Other criteria that Ottawa County requires:

  • Absolutely NO burning shall take place when wind speeds are 15 mph or greater.
  • Absolutely NO burning shall be initiated after sunset or before sunrise unless conducted for agricultural or crop rotation purposes.
  • The Fire Chief of the jurisdiction for where the fire will be located shall have and retain the authority to instruct Ottawa County Dispatch not to allow any burning or place his jurisdiction under a burn ban.
  • Absolutely NO burning shall take place within 150 feet of any structure, oil tank or vehicle(s) not owned or operated by the Registrant.
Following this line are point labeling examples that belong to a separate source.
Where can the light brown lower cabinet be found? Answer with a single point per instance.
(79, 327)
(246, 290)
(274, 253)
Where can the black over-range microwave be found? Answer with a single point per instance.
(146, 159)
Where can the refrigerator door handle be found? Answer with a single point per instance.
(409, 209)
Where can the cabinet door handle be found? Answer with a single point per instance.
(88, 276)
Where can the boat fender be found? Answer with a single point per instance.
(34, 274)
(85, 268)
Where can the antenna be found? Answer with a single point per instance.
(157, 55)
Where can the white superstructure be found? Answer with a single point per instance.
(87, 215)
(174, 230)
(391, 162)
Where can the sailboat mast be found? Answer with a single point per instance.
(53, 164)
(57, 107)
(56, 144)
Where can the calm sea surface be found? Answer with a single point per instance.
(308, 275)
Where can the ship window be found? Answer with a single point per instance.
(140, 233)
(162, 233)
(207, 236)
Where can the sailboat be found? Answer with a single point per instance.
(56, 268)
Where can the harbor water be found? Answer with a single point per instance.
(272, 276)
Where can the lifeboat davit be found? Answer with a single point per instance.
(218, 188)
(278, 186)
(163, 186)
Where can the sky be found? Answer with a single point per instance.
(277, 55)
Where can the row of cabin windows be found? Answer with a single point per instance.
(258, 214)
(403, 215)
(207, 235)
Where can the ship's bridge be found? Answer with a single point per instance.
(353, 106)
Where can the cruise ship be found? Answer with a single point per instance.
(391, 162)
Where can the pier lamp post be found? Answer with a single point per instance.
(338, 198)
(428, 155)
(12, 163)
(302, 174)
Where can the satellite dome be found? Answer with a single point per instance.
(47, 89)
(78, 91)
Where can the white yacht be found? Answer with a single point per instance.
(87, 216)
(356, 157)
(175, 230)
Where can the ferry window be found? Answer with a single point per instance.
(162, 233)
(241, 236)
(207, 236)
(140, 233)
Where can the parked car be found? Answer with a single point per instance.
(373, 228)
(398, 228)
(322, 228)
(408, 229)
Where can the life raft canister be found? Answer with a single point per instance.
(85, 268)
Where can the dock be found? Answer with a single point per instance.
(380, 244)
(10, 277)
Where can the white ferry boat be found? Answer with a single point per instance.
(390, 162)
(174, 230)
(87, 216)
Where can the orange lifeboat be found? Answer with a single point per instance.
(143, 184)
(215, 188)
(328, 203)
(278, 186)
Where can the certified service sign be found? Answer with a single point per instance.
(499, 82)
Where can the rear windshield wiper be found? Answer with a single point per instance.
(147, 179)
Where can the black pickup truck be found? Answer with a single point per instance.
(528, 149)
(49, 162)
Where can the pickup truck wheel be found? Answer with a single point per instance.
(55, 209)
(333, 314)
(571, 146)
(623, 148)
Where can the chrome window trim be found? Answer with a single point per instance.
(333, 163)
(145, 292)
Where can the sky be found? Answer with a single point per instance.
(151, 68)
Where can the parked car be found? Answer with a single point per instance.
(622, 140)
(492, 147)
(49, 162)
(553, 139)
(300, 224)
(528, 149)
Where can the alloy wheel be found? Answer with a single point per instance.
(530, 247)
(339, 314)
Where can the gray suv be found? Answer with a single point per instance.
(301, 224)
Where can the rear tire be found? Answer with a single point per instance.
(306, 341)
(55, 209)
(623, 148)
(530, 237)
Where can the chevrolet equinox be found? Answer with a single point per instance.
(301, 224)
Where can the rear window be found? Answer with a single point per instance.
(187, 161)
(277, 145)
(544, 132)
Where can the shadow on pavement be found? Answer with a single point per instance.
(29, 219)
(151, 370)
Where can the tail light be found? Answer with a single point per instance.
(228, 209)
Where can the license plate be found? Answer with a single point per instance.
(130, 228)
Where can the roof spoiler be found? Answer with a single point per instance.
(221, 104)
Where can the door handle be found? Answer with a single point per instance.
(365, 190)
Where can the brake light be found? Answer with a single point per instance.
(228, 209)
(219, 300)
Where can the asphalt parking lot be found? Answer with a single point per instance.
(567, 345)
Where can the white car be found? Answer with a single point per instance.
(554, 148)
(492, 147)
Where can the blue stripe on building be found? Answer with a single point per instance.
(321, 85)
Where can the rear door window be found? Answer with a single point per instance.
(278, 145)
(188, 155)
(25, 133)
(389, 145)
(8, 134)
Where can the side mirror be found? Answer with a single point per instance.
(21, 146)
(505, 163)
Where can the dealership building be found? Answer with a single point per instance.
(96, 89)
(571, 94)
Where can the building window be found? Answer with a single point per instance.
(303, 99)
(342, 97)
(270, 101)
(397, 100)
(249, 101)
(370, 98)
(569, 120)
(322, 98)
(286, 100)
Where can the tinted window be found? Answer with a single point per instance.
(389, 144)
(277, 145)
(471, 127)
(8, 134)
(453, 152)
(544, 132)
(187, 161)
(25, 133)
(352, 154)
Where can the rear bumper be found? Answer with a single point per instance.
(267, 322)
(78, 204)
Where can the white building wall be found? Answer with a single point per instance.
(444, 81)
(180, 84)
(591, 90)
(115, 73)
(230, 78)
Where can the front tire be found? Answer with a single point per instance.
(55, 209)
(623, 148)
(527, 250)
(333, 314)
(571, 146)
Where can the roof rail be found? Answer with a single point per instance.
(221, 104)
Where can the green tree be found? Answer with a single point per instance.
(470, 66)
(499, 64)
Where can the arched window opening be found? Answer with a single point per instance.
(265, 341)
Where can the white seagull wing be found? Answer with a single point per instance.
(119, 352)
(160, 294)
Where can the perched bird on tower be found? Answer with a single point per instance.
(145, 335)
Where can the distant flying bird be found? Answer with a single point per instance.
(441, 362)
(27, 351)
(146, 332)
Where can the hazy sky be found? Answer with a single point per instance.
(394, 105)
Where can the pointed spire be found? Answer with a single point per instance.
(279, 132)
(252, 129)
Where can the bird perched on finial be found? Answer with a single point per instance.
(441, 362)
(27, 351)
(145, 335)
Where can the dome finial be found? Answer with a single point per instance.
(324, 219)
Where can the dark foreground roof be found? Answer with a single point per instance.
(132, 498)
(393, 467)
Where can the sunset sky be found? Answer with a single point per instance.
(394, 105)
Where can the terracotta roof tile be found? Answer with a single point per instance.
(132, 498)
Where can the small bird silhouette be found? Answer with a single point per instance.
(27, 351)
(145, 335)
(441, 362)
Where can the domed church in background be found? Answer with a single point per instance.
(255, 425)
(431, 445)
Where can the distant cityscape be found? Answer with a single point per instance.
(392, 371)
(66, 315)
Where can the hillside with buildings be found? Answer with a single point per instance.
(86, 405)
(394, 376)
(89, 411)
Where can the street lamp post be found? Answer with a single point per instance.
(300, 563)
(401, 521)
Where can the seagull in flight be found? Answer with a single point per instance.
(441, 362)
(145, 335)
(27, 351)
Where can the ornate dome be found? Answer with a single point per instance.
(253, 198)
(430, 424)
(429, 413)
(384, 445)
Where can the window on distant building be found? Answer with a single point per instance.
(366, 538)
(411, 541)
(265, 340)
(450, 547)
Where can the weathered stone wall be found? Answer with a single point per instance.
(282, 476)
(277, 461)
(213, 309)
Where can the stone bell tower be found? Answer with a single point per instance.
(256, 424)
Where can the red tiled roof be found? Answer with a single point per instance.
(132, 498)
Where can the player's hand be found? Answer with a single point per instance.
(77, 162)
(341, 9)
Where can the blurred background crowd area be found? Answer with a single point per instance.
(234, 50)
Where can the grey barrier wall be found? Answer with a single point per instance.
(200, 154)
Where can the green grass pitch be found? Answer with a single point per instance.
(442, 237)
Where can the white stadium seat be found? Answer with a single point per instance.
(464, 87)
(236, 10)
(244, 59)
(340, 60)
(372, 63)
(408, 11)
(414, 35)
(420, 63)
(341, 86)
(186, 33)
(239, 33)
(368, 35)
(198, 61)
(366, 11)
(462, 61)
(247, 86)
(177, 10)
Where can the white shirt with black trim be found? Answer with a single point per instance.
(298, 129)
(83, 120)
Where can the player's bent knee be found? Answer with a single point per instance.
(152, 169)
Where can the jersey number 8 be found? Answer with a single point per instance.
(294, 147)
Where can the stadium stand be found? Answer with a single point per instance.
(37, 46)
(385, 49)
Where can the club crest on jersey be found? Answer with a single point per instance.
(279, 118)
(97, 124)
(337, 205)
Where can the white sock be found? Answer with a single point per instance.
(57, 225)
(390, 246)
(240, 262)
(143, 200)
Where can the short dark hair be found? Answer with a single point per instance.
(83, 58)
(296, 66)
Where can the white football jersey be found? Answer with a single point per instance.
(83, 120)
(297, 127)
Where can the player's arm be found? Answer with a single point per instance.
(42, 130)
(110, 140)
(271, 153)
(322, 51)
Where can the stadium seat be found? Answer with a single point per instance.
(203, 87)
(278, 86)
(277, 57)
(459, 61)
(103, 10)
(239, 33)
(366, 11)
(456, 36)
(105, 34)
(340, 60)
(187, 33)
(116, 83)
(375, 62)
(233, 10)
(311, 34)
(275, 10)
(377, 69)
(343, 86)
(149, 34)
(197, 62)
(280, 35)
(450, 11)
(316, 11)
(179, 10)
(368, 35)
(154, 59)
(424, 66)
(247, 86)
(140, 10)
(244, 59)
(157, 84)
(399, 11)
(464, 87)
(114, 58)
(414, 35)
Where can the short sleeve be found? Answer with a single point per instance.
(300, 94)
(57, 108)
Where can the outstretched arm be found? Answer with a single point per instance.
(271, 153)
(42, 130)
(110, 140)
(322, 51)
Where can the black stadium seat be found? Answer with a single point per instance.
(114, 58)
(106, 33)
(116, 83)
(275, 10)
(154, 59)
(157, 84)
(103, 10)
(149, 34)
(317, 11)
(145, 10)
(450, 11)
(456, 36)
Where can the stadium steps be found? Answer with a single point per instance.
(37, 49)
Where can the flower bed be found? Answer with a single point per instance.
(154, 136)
Ottawa County Emergency Management would also like to pass along some additional safety tips and conditions for open burning.   An adult should always be present during open burning.  Children and pets should be kept a safe distance away.  Use paper and kindling to start the fire and add progressively larger pieces.  Never use gasoline, kerosene or any other flammable liquid to start a fire because the risk of personal injury is high.  Burn one small pile of material at a time and slowly add to it.  This helps to keep the fire from getting out of control.  Select a burn location away from any utility lines.  An adult must attend the fire until it is completely extinguished. 

Have fire extinguishing materials on hand including a water supply, shovels and rakes.  The water supply can be a pressurized water fire extinguisher, a pump can or garden hose.  Test the water source before igniting the fire.  You do not want to find the water is off or that the hose is cracked when you need it. 

Remember that alternate methods of disposal of natural materials are available such as using them again in different forms.  Tree limbs, brush and other forestry debris can be chipped or composted into landscaping materials. 

Remember to be safe, take precautions and use common sense.  Be prepared to extinguish the fire if winds pick up or the weather changes.  If a fire gets out of control, call 911 for the fire department immediately.  Use the utmost caution to prevent injury to yourself and others or any fire damage to your home or property.

Call Ottawa County Sheriff's Office prior to starting and after completing any controlled burns with your burn registration number!  Wind speeds must be 15 mph or below before any controlled burns are allowed.